Landlord Licencing – Why Residential Management Needs It

There is currently plenty of opposition to the idea of private landlord licencing by their powerful lobby organisations with objections ranging from a blanket ‘we don’t need any more legislation’ to ‘it’s just a scheme to make more money out of landlords’.

What we rarely hear about is how the lack of private landlord information is impacting on the residential management sector.

There are two types of private sector landlord – freehold and renting.

The Land Registry is usually the first place to go for information on both but has to be paid for. It has already been pointed out from some that a licence will duplicate information already held there but the Registry is by no means an ideal information source. For example, we have been led to believe that our freehold landlord is deceased leaving us to assume that the freehold has been willed (or even sold) to someone else.
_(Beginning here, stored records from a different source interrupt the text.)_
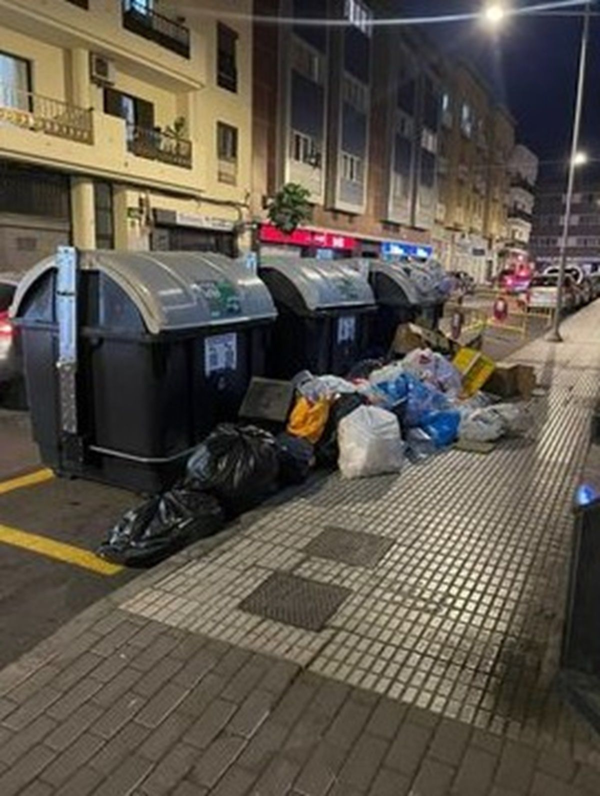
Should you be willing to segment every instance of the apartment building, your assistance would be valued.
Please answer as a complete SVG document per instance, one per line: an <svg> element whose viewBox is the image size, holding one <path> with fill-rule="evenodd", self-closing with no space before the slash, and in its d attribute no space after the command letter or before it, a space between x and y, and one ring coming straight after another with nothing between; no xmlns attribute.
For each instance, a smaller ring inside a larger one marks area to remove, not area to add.
<svg viewBox="0 0 600 796"><path fill-rule="evenodd" d="M540 185L536 193L531 254L538 264L558 265L563 235L565 184ZM567 239L568 265L600 267L600 181L575 184Z"/></svg>
<svg viewBox="0 0 600 796"><path fill-rule="evenodd" d="M508 236L508 162L515 122L466 64L448 64L442 96L436 251L477 281L500 267Z"/></svg>
<svg viewBox="0 0 600 796"><path fill-rule="evenodd" d="M376 256L431 251L440 79L415 36L370 23L364 0L256 0L252 206L263 248ZM297 21L275 25L260 17ZM303 20L345 19L326 27ZM311 223L283 236L264 206L286 182Z"/></svg>
<svg viewBox="0 0 600 796"><path fill-rule="evenodd" d="M538 170L536 155L523 144L517 144L508 163L510 201L507 249L511 258L525 257L528 252Z"/></svg>
<svg viewBox="0 0 600 796"><path fill-rule="evenodd" d="M236 253L251 2L214 8L0 0L0 269L68 242Z"/></svg>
The Land Registry however has not been updated to reflect any changes, if indeed any have been made.

With regard to renting landlords, most of the flats in our development are sublet and on taking over management we needed to have their contact details. Again, the Land Registry was checked (because what contact information we had was gathered piecemeal) but when property is purchased with the intent to sublet there’s no mechanism in place to mark the purchase out as such so there isn’t usually any alternative contact information.

Our ability to manage effectively has been further impacted upon by landlords failing to advise us that they have entered into a contract with the local authority (usually for 3-5 years) and given up the property to them under their Private Sector Leasing Scheme. The council supplies the tenants and their managing agents look after the properties. Because the scheme is designed to temporarily house the homeless whilst their housing applications are being assessed, tenant turnover can be very rapid.

When I approached our council to find out what flats came under their remit (we had been relying on hearsay and continual fly tipping as indicators up until then) they not only cited Data Protection but they also asked me why should any landlord have to tell anyone else who (s)he was sub-letting to, private or otherwise. To make matters worse it was of no interest to them that a legally recognised management company was requesting the information.

When we had to ask one of our leasehold landlords on the scheme for additional contact details because the council had placed an anti-social tenant in his flat it took a lot of digging on our part before we established it wasn’t even our local authority that had placed her there, it was another one!

Having had to deal with the fallout caused by a ‘rogue’ freeholder and now ‘rogue’ leaseholder landlords in a managed block, it is evident from this particular perspective that the PRS and leasehold sectors are inseparable. Nevertheless it may surprise you that at the time of writing, the proposed landlord register does not include the leasehold sector despite the obvious link. Having written to the CLG querying this I have been advised that ‘the conditions of the licence haven’t yet been worked out but they have noted my concerns’.

So how will a landlord register help us?

It will at the very least deal with two key issues affecting both sectors – visibility, which Dr Julie Rhodes in her Review took into consideration and information provision. Of course you won’t get every landlord out there to register but a significant majority will come to the surface if it becomes a statutory requirement. Currently the only people that hold any information on private landlords are the organisations that they belong to but membership figures only scratch the surface of the number of private sector landlords in operation. It should also be remembered that these organisations are in competition with each other and therefore, as far as I am aware, don’t cross refer member information amongst themselves.

The big questions for the residential management sector is,

‘how are we supposed to manage effectively when we are in effect being held to ransome by landlords who are not compelled to provide information?’

We are a block of 22 flats with our Right to Manage company, our managing agent, individual leasehold landlords, their letting agents, and now two local authorities!

We should not be expected to be reliant on the ‘goodwill’ of landlords when it comes to information provision particulary as they often hide behind letting agents, and, as we have experienced in the case of local authories, Data Protection. We have heard plenty from landlords and as there are two sides to every story, this is ours.